Recent news about the new direction of Facebook’s evolution — the Metaverse — has made leading brands stop and contemplate omnichannel engagement in a completely new way.
The world of virtual and augmented reality is shaping to be the next step of immersive experiences, or in other words – exceptional customer experiences. And, Metaverse promises to facilitate them.
While Metaverse is not yet a full-blown and functional ecosystem, many will agree – it has got enormous potential to become one.
The digital disruption of 2020 has accelerated digital-first habits such as using virtual screens for meeting spaces during the lockdown. The next evolutionary step forward from the video is the immersive virtual reality experience. Zoom’s CEO has started talking about metaverse-ifying video conferencing in the upcoming years, while Microsoft Teams is launching in VR and AR next year.
The Metaverse and Marketing
Is Metaverse innovation possible right away with the technological level we are at now? Not really. Does this mean we can ignore Metaverse as a valid channel of interaction? Again, not really.
In the words of Mark Zuckerberg: “Some of the basic building blocks are here, and others emerge as we speak.” At the moment, we are just starting to get a sense of what Metaverse might be.
There are almost infinite numbers of different kinds of experiences that we will be able to build. For now, we can imagine bringing digital assets into the Metaverse like photos, videos, music or games. However, the expectation is to have the ability to take items from the virtual world and project them in the physical world using holograms.
Therefore, leading marketers will recognise that our current approach to omnichannel engagement is about to evolve. And the next step in the omnichannel expansion is all about embracing VR and AR as valuable channels of interaction, which will stay for the long run.
The Metaverse and Omnichannel Experience
Several companies have started their Metaverse journey.
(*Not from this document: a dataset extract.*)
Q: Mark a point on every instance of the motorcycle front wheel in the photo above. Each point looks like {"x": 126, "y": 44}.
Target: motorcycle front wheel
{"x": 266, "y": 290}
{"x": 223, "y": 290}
Nike has recently acquired a virtual sneaker company called RTFKT as an avenue to walk into the Metaverse space. While retailers are one prominent industry that will be interested in the potential of VR and AR for omnichannel engagement, many other industries can benefit too.
The manufacturing industry has already been prone to using VR and AR as a channel that elevates customers’ experiences. Mercedes has used augmented reality to help the new car owners use different features by allowing customers to point their mobile devices to the dashboard’s panels to find out how to use them.
For the next wave of Metaverse-like car experiences, we will expect car dealers to provide a more immersive experience, such as taking test drives in their chosen car model.
Start planning for VR and AR now
The human attention span stands at an 8-second mark, based on a study conducted less than a decade ago.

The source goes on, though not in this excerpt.